In May 2016, Bob Reaumond of Chicago experienced a sharp pain in his stomach, an unusual symptom for the otherwise healthy 58-year-old, a professional musician-turned-real estate executive. He began to lose weight as the pain continued and sought care at a local hospital, where he was diagnosed with pancreatitis.
“Six months later, we were at MD Anderson for a second opinion,” says Paul Reaumond, one of Bob’s four grown children. “That’s when the reality hit: Dad had stage IV pancreatic cancer and might not survive the year ahead.”
But Bob’s lifelong philosophy was that no matter how hard life hits, you keep getting up. And so he did—through 16 rounds of chemotherapy and, on his “off” weeks, personalized treatment, elective exploratory surgeries and participation in clinical trials at MD Anderson, where he met Anirban Maitra, M.B.B.S., professor of Pathology and Translational Molecular Pathology, scientific director of the Sheikh Ahmed Bin Zayed Al Nahyan Center for Pancreatic Cancer Research and co-leader of MD Anderson’s Pancreatic Cancer Moon Shot®.
“It was at MD Anderson that Dad realized he could be a part of this groundbreaking research,” says Paul, who describes MD Anderson as a “cancer factory, in the best sense of the word.”
“It’s like nothing I’ve ever experienced,” he says. “There is so much hope and relief knowing that there is no better place in the world to help you fight this vicious disease.”
Paul says participating in Maitra’s research gave his dad enthusiasm and hope.

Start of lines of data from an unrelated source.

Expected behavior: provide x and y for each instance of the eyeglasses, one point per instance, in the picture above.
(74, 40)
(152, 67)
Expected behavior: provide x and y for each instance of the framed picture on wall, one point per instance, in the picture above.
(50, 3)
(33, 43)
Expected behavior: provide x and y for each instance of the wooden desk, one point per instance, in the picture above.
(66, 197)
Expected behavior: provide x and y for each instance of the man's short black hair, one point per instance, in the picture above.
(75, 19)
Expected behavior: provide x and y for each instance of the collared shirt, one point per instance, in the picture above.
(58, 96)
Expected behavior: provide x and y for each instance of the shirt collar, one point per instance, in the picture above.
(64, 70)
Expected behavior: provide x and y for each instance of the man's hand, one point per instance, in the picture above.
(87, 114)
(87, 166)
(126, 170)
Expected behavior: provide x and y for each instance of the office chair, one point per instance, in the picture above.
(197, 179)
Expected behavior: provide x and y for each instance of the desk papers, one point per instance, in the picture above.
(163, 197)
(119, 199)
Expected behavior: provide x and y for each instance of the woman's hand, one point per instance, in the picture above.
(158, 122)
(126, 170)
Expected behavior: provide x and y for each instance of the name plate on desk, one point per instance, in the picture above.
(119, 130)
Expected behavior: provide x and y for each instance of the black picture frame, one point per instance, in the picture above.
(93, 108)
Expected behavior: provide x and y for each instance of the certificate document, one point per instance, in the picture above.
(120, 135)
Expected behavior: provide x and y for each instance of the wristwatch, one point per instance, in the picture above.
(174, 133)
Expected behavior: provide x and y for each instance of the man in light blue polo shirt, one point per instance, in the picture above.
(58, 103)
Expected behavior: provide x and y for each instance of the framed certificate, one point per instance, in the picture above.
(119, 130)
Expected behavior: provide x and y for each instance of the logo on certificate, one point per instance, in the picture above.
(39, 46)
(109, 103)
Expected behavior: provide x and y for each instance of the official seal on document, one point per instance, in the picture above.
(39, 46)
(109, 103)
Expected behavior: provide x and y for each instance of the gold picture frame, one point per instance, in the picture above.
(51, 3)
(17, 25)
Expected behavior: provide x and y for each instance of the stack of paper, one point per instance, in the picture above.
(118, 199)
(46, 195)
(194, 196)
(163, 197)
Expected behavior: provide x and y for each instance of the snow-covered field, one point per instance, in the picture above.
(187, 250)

It drove him to keep a positive outlook, push harder and know that his treatments might be part of a cure in the future.
Bob died in October 2017, and a year later the family established The Reaumond Foundation to fund pancreatic cancer research and to provide financial assistance to help families with nonmedical-related costs such as transportation, housing and caregiver support. The family set a $1 million fundraising goal, accomplished with the help of a successful kickoff gala in March 2019 and this year’s second annual gala, Feb. 22 at the Mid America Club in Chicago. A medical advisory board, of which Maitra is a member, consists of pancreatic cancer experts to ensure donations are allocated to those most in need. The foundation recently committed $300,000 to establish the first pancreatic cancer scholar program at MD Anderson.
“I hear his voice saying, ‘You’ve got to do this’,” says Paul. “We must create a sense of urgency for pancreatic cancer so that the funding it receives is comparable to that of other cancers. Through this foundation, we are extending Dad’s compassion for others. This is Bob’s Encore.”
The Reaumond Family Scholar Program in Pancreatic Cancer Research at MD Anderson is designed to nurture promising early-career faculty who are advancing innovative pancreatic cancer research, says Maitra, who oversees the program.
Following a rigorous peer review, Cullen Taniguchi, M.D., Ph.D., an assistant professor of Radiation Oncology, has been selected as the inaugural Reaumond Family Scholar. Taniguchi’s winning research proposal investigates the effects of mitochondrial fusion in suppressing pancreatic cancer.